Smaller Employers in California Required to Provide Job-Protected Unpaid Parental Leave Starting January 1, 2018
Governor Jerry Brown has signed the New Parent Leave Act, which will become effective January 1, 2018 and requires California employers with 20 to 49 employees within 75 miles to provide up to 12-weeks of job-protected unpaid parental leave. We summarize the new law below.
The new law essentially expands coverage to employers with between 20 and 49 employees “within 75 miles” – that is, employers who are too small to be covered under the California Family Rights Act (CFRA) and the federal Family and Medical Leave Act (FMLA), both of which apply to employers with 50 or more employees.
The law covers employees with “more than 12 months of service with the employer, who has at least 1,250 hours of service with the employer during the previous 12-month period,” which is the same as the eligibility requirements under the CFRA and FMLA.

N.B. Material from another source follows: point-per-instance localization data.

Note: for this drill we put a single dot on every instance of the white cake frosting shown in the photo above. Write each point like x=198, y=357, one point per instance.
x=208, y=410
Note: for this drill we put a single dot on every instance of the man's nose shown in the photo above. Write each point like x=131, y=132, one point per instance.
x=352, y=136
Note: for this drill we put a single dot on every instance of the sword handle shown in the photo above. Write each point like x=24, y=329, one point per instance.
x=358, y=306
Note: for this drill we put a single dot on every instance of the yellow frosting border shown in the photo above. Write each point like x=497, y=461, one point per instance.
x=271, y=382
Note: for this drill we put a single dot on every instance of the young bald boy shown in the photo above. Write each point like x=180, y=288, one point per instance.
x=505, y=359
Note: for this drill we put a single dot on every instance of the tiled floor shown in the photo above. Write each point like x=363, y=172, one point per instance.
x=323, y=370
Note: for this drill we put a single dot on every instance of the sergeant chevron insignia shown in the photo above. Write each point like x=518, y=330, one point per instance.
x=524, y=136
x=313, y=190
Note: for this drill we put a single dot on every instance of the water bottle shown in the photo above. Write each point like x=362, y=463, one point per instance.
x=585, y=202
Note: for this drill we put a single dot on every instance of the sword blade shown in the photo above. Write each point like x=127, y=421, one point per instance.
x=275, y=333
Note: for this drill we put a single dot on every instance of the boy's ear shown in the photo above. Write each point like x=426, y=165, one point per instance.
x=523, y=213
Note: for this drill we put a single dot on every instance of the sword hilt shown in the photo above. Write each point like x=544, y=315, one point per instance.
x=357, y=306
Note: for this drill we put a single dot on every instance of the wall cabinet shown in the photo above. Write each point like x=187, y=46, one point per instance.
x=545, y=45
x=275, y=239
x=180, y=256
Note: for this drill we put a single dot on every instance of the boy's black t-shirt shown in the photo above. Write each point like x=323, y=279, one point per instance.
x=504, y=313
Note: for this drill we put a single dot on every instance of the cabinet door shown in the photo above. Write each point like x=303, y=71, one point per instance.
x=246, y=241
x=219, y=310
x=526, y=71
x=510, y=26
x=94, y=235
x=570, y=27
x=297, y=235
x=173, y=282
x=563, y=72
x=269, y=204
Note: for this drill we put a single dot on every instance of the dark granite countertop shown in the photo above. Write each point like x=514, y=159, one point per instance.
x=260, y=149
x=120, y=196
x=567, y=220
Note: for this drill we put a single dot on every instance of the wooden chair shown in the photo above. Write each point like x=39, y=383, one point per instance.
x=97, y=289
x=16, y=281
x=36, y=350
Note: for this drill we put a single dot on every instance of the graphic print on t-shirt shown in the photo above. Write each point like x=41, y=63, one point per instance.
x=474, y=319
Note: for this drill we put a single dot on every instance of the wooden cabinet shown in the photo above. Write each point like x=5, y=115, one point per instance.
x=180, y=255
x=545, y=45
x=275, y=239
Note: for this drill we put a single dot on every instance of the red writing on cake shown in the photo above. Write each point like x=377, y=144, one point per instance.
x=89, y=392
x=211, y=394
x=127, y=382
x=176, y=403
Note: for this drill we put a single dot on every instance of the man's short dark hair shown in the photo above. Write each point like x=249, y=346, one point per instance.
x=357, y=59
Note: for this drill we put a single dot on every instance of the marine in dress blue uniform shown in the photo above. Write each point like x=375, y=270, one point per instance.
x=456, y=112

The law permits leave for a single purpose: “to bond with a new child within one year of the child’s birth, adoption, or foster care placement.” In taking that leave, the employer must allow the employee to utilize accrued vacation pay, paid sick time, other accrued paid time off, or other paid or unpaid time off negotiated with the employer, and once the leave is finished, the employer must “provide a guarantee of employment in the same or a comparable position upon the termination of the leave.”

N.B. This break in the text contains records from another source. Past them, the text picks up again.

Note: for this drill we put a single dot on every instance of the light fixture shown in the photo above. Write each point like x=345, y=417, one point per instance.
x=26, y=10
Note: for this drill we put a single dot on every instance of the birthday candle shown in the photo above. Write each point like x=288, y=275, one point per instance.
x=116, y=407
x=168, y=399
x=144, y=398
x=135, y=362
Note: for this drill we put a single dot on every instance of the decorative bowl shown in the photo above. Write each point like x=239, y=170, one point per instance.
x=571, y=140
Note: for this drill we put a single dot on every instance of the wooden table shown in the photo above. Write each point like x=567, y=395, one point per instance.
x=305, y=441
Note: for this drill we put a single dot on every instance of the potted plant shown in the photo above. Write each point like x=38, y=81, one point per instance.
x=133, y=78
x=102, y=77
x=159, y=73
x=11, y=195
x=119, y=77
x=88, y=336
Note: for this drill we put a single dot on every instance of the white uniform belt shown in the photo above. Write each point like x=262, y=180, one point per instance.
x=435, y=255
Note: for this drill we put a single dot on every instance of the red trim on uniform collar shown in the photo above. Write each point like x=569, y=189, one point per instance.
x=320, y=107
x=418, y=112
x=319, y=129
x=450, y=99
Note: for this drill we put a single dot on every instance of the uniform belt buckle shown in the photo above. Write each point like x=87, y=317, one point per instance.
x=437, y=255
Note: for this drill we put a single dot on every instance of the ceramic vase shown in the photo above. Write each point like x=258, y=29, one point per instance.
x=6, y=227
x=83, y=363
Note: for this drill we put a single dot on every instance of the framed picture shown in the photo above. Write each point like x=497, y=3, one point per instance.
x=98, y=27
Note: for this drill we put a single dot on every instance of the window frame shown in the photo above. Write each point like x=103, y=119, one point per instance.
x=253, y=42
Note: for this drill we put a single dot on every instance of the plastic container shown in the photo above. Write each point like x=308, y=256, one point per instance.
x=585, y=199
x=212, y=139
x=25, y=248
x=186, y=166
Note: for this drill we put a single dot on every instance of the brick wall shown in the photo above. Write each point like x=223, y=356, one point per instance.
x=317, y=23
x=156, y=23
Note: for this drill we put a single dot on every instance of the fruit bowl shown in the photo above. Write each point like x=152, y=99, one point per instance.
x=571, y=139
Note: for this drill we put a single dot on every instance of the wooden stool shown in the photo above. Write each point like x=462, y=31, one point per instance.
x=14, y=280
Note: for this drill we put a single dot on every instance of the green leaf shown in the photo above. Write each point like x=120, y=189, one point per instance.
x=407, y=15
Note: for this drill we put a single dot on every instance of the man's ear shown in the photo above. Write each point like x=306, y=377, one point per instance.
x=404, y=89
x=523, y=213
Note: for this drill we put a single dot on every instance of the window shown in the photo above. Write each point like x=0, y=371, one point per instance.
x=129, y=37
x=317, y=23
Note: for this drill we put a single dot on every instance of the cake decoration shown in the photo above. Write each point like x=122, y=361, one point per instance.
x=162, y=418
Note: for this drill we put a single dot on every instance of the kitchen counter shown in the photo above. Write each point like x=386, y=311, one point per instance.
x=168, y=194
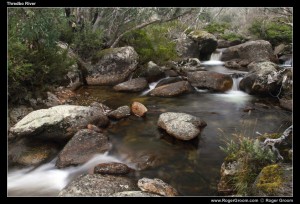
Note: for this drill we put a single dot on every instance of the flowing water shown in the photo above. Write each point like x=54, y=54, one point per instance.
x=193, y=167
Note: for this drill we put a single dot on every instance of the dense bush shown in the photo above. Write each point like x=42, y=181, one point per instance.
x=216, y=28
x=152, y=44
x=87, y=42
x=34, y=59
x=273, y=32
x=251, y=158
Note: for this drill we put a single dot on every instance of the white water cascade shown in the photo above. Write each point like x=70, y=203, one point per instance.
x=47, y=180
x=152, y=86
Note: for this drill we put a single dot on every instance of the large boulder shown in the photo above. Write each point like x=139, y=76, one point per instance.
x=187, y=48
x=286, y=104
x=30, y=152
x=210, y=80
x=82, y=147
x=207, y=43
x=239, y=56
x=133, y=85
x=263, y=79
x=114, y=66
x=59, y=122
x=181, y=125
x=226, y=43
x=156, y=186
x=173, y=89
x=168, y=80
x=274, y=180
x=17, y=113
x=138, y=109
x=119, y=113
x=197, y=44
x=97, y=185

Further, employers cannot refuse to maintain and pay for coverage under a group health plan during the leave. The employer can, however, recover the premiums from an employee who fails to return from the leave for reasons other than “the continuation, recurrence, or onset of a serious health condition or other circumstances beyond the control of the employee.”
Leave under this law is limited to the specified parental leave usage and is not available for the purposes of caring for a parent, spouse or child who are themselves unable to work because of a serious health condition, as available under the CFRA and FMLA. If both parents are employed by the same employer, the employer is only required to grant leave totaling 12-weeks, and may, but is not required to, grant simultaneous leave to both employees.
The “within 75 miles” language means that employees at worksites containing substantially fewer than 20 employees will be covered if, in the aggregate, there are 20 to 49 employees within 75 miles at multiple work sites under the same employer.
While the law does not entitle employees to a new paid leave entitlement, small employers must remember that employees may utilize their other accrued but unused paid leave entitlements (i.e. vacation, sick, etc.) when they are out on parental leave.
Employers should keep in mind that they cannot require employees to utilize accrued paid leave while on parental leave, which could result in an employee’s extended absence. Therefore, employers may want to consider reviewing and revising their leave policies to account for this issue.
The 12 weeks of leave provided by this law is in addition to the up to 4 months of pregnancy disability leave (PDL) available to employees working for an employer covered by the California PDL law, i.e. employers with five or more employees. Through January 1, 2020, the Department of Fair Employment and Housing (DFEH) will create a parental leave mediation pilot program. Under the program, within 60 days of receiving a right-to-sue notice, an employer may request that all parties participate in a DFEH mediation. If the employer makes such a request, the employee may not pursue a civil action until the mediation is complete or until the employee gives notice that the employee is electing not to participate in the mediation. The employee’s statute of limitations would be tolled during the course of the mediation.